Nous avons également un suivi des formations des collaborateurs, et un indicateur vérifiant si le suivi de la formation a permis aux collaborateurs une montée en compétences et responsabilités. 

 

Dernièrement, nous avons également engagé notre entreprise dans un nouveau modèle d’entreprise qui s’appelle la permaentreprise, un modèle beaucoup plus puissant que la performance globale, assis sur les 3 principes de la permaculture :  

  • 1er principe : prendre soin de l’humain, donc évidemment, prendre en compte la diversité, 
  • 2e principe : prendre soin de la planète 
  • 3e principe : savoir se limiter et redistribuer les surplus. 

Des critères de diversité, d’égalité femmes-hommes, de redistribution d’une partie des bénéfices aux salariés sont à prendre en compte pour être une permaentreprise. Pour moi, c’est comme une suite continue des mêmes sujets, simplement cela se structure davantage 

 

Vos ambitions et les chantiers restant à mettre en œuvre ? 

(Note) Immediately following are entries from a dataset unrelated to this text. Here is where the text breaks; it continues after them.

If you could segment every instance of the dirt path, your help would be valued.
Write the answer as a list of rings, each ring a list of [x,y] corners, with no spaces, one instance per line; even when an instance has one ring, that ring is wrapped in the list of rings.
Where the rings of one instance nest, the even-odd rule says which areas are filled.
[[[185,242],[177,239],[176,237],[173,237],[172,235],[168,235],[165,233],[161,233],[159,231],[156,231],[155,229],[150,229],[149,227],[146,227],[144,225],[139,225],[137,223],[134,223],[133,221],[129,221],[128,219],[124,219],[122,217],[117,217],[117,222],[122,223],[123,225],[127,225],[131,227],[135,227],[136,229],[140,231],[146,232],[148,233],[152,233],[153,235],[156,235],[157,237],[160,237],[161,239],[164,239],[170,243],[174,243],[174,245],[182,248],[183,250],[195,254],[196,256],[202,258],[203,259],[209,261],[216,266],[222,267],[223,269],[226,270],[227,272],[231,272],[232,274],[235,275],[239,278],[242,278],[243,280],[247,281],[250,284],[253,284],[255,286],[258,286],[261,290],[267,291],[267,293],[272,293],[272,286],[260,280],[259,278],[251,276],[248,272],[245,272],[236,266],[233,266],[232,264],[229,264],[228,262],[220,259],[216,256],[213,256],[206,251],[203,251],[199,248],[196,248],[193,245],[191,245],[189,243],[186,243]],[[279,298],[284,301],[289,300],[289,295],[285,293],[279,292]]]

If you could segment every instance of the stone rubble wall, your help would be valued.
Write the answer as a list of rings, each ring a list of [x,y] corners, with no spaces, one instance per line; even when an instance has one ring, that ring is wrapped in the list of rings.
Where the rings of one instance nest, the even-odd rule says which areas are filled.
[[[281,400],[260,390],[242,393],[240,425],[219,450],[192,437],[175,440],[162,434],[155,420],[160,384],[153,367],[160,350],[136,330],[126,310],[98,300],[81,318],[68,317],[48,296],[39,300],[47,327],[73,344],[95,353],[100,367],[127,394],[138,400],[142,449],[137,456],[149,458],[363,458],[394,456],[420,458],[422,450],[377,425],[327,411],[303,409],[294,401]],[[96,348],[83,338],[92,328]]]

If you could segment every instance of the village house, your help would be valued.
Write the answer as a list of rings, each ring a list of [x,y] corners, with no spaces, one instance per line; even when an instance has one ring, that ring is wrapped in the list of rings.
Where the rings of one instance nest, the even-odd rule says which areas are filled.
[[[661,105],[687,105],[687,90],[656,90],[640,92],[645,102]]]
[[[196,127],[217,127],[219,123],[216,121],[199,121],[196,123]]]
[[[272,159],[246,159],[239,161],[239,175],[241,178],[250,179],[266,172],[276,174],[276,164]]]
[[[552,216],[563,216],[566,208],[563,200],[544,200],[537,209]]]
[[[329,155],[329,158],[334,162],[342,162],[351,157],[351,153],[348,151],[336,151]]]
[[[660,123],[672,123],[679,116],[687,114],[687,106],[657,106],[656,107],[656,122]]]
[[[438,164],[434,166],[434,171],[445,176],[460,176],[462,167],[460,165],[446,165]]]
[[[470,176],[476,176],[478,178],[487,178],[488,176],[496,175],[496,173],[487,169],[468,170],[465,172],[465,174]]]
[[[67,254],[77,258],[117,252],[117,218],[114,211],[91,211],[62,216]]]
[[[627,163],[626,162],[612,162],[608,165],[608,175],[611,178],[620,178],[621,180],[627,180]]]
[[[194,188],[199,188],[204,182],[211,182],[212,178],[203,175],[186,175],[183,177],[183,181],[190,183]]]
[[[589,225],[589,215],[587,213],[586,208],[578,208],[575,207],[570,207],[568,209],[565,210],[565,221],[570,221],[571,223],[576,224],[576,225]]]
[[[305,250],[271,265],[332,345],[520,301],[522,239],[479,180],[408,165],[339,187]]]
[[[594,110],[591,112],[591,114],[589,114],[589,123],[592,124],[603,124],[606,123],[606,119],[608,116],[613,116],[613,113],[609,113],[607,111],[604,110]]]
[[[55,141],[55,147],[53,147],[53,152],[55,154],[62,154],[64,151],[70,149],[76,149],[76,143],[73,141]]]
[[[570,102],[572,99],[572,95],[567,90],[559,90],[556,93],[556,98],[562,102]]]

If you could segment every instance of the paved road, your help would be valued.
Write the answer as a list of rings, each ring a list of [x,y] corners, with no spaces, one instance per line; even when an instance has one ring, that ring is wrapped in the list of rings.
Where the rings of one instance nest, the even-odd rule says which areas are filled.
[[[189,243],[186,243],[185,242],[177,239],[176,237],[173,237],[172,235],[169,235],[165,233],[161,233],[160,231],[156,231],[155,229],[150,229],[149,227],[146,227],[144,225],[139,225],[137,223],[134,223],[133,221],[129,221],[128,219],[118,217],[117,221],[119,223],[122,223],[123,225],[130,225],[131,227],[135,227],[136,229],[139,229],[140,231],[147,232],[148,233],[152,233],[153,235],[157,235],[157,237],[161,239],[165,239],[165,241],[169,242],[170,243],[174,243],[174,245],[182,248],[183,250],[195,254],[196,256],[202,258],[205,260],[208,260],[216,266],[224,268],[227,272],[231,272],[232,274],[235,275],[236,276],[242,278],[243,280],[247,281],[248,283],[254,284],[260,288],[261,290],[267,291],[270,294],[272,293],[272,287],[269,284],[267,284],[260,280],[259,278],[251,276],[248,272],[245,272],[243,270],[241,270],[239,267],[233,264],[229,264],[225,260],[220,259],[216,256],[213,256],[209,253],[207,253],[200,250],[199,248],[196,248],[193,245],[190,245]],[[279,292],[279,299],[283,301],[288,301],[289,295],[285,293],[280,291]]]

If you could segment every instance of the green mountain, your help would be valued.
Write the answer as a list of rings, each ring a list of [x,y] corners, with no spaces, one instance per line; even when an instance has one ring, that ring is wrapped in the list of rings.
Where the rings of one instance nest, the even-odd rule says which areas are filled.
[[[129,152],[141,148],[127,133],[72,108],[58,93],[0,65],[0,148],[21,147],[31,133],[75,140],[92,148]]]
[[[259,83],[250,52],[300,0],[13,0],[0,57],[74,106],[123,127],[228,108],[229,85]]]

Le message que j’aimerais porter auprès des PME, c’est que la diversité et la RSE ne sont pas réservées aux grands groupes, la permaentreprise, ce n’est pas que pour les grands groupes, la diversité c’est un enjeu de société, donc AGISSEZ ! 

Les jeunes aujourd’hui ils ont des tas de qualités, ils ne sont pas forcément blancs d’origine avec un beau diplôme, mais les chefs d’entreprises ont quand même intérêt à ouvrir leurs yeux sur cette diversité s’ils veulent recruter des gens talentueux. Si vous n’êtes pas absolument convaincu, faites-le parce que l’avenir de votre entreprise en dépend peut-être. 

Les grands groupes pourraient également davantage agir auprès de leur réseau de prestataires, de fournisseurs, de sous-traitants pour les sensibiliser à la RSE et à la diversité.  

Enfin, il ne faut pas seulement dire que la diversité c’est beau et c’est généreux. Il faut aussi dire que là où il y a du racisme et de la discrimination, il faut dire non. Il faut refuser, c’est comme cela qu’on fera bouger des choses.